Una laurea honoris causa al riformatore di Thomas Bernhard

La cronaca impone una premessa.

Il cartellone annunciava Glauco Mauri al fianco di Roberto Sturno, ma un’indisposizione ha costretto Mauri, novantadue primavere, a dare forfait. Pur se la delusione tra il pubblico è parsa tangibile, il testo di Thomas Bernhard è andato ugualmente in scena. Il ruolo del protagonista, infatti, era affidato, come da regia, a Roberto Sturno, mentre Mauri avrebbe dovuto partecipare alla pièce con un cameo, quindi la sostituzione è stata possibile. In teatro, quando l’attore protagonista non può entrare in scena per motivi di salute, solitamente si annulla lo spettacolo. Non ce n’è stato bisogno. Comunque, auguri a Glauco Mauri di pronta guarigione.

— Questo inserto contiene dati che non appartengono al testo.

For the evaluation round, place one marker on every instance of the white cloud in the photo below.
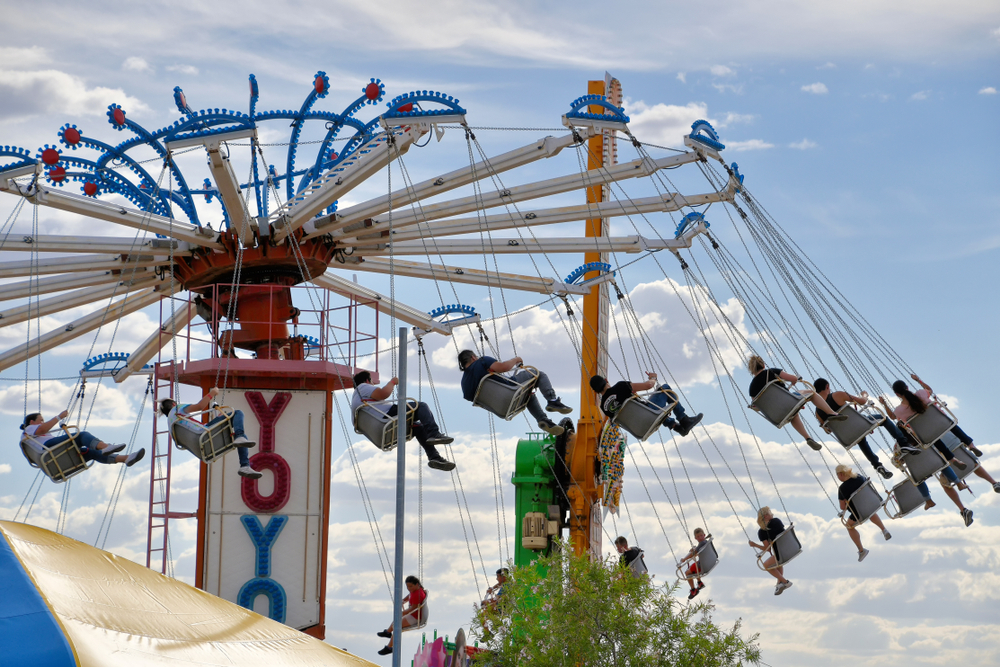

Il riformatore del mondo, testo del 1979, è una sorta di summa dell’opera di Bernhard, in cui confluiscono tutte le caratteristiche principali della sua produzione letteraria: l’odio per la vita, il soliloquio, la solitudine, la malattia, il pessimismo nei confronti dell’umanità, il disprezzo per il prossimo e anche una nostalgica rabbia per un mondo mai vissuto. Il vecchio pensatore, uno spietato misantropo sopravvissuto a se stesso, sta per ricevere una delegazione comunale che gli consegnerà la laurea honoris causa per aver scritto un trattato ormai famoso su come salvare il mondo. Malgrado lo scetticismo, alle cinque del mattino, però, è già sveglio per prepararsi alla straordinaria cerimonia, che solitamente si dovrebbe svolgere in un’aula universitaria, mentre, per rispettare le sue precarie condizioni fisiche, la commissione è pronta a raggiungerlo in casa. Con lui, a fargli compagnia c’è una dama (che potrebbe essere moglie o figlia, o sorella) che lo accudisce, ma soprattutto che ascolta ogni suo pensiero condito dal gelo emotivo e dal più nero pessimismo. Tuttavia l’orgoglio di ricevere un simile riconoscimento regala al nostro un leggero entusiasmo, tanto che al piacere supremo di rileggere i suoi scritti, per una volta s’interessa al vestito da indossare. Le ore passano scandite da un orologio in scena. Nel frattempo le sue riflessioni (o meglio, elucubrazioni) prendono consistenza nella sala della sua solitudine, dove un trono sembra reggere il peso del cadavere di un uomo in bilico tra la vita che fu e la non vita che è.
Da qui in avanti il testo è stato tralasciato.